In a way, I hate that. I hate that people can be led to believe that they (spaths and pedos) seemingly cannot ‘help themselves’. There may be a small grain of truth in that, however, every adult person still also has freedom of choice between doing what is right and what is wrong. When someone knows that something is a societal ‘WRONG’, then they must stop themselves from doing that thing that is wrong. Spaths included, as in their willful lying deceit and manipulation. Knowingly.
It does not surprise me that pedos may also be spaths. How can they not be? Are all spaths also pedos…or have the propensity to be?
Yikes…
My ex psychopath was perverted in every way, including sex. I agree that pedophiles are by definition psychopaths – to do that kind of harm to children. ormal men are naturally to some degree protective of children. From what I’ve read, all spaths have the propensity to be pedophiles as well as murderers, whenever it suits their purpose for power, control, sadism, etc.
Makes sense, doesn’t it.
People are born with the genetic propensity for many traits, such as addiction, alcoholism, anxiety, a hot temper, etc. The brain is also a fluid organ and behaviors do shape the brain to some degree in the same way that exercise shapes the body to some degree. A long distance runner doesn’t run because he has well developed leg muscles; rather he has well developed leg muscles because he runs.
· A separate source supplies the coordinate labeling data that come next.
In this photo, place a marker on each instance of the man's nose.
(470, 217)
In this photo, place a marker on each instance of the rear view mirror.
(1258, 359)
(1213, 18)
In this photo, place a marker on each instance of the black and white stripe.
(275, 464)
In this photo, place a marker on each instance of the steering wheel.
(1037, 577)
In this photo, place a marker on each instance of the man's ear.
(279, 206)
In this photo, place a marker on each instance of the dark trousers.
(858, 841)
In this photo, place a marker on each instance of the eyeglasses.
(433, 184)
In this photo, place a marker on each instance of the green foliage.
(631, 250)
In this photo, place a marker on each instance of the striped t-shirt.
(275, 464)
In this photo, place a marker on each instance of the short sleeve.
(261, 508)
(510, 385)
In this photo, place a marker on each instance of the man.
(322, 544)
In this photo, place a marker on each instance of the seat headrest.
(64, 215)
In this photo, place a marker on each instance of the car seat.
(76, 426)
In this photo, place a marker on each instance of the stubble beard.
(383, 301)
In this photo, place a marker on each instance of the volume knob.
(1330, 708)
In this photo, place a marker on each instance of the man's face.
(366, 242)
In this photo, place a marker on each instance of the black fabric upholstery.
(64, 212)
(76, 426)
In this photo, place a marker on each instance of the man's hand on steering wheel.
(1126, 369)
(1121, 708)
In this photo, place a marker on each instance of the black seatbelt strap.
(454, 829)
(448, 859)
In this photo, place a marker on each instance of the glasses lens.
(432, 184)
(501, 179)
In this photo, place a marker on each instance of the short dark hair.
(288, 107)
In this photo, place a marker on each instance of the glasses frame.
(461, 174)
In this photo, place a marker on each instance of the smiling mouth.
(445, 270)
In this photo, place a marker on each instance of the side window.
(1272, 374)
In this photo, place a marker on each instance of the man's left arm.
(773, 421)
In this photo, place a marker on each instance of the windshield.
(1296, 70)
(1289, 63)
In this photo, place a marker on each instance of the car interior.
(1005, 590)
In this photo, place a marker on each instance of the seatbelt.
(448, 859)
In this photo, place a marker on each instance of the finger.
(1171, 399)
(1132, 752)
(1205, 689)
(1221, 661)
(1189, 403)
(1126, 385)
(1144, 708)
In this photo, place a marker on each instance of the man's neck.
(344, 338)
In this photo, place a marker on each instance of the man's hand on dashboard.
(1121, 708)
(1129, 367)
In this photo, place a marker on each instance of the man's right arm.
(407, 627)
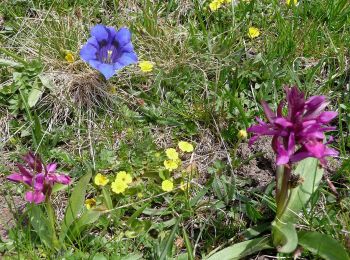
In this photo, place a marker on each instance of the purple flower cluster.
(38, 177)
(108, 50)
(299, 134)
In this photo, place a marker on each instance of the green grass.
(208, 79)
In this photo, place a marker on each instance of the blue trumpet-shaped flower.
(108, 50)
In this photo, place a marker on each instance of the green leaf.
(75, 205)
(284, 236)
(34, 95)
(243, 249)
(41, 226)
(88, 217)
(166, 249)
(322, 245)
(190, 255)
(107, 198)
(310, 174)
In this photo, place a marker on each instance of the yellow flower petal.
(185, 146)
(171, 164)
(118, 186)
(288, 2)
(253, 32)
(89, 203)
(146, 66)
(100, 180)
(69, 57)
(167, 185)
(172, 154)
(124, 177)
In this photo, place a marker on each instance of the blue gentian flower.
(108, 50)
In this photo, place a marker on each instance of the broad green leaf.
(41, 226)
(322, 245)
(284, 236)
(76, 204)
(243, 249)
(310, 174)
(34, 95)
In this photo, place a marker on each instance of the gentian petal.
(88, 52)
(15, 177)
(123, 36)
(99, 31)
(34, 196)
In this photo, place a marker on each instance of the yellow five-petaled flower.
(253, 32)
(172, 154)
(146, 66)
(100, 180)
(167, 185)
(185, 146)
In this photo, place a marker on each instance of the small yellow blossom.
(253, 32)
(167, 185)
(184, 185)
(171, 165)
(288, 2)
(124, 177)
(69, 57)
(172, 154)
(185, 146)
(242, 134)
(89, 203)
(118, 186)
(146, 66)
(100, 180)
(215, 5)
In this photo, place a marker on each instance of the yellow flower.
(100, 180)
(69, 57)
(253, 32)
(89, 203)
(172, 154)
(167, 185)
(242, 134)
(118, 186)
(146, 66)
(215, 5)
(288, 2)
(184, 186)
(124, 177)
(171, 164)
(185, 146)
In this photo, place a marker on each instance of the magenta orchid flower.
(299, 134)
(38, 177)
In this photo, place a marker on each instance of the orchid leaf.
(284, 236)
(243, 249)
(76, 204)
(322, 245)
Compassion is partly learned, and taught by parents, etc. People have choices, and making right ethical and spiritual choices does develop one’s mindset. For example, for an ethical person the first lie told is difficult and causes consternation. But if the person continues to lie it becomes easier and bothers him/her less.
There is an element of choice. In my experience good men are often motivated by a sense of doing with is ‘right’ even more than warm feelings of compassion. To some extent this is learned and reinforced by positive example.
Nevertheless, there are likely some people whose brains are so physically disordered that they are very compelled to harm others for their perceived benefit. As you say, there is still that element of choice on some level, absent delusions, knowing right from wrong. Spaths have made a lot of consistent choices not to care how their behavior impacts others.
Annette: i now see how its an element of control. For a long time I thought something was wrong and/or undesirable about me for someone to behave that way sexually. My ex before the sociopath never did this to me but the sociopath really had me confused. He used to mention porn a lot too and ask me to “try” things that like this article says that were degrading and something I wouldn’t do. I don’t think i’ve ever hated someone this much in my life!!!
It’s normal and natural to hate someone who deliberately tried to make you feel bad about yourself so he could manipulate and abuse you. He deserves to be hated, but you might consider not letting your negative feelings for him to cause you stress and harm. He’s not worth it.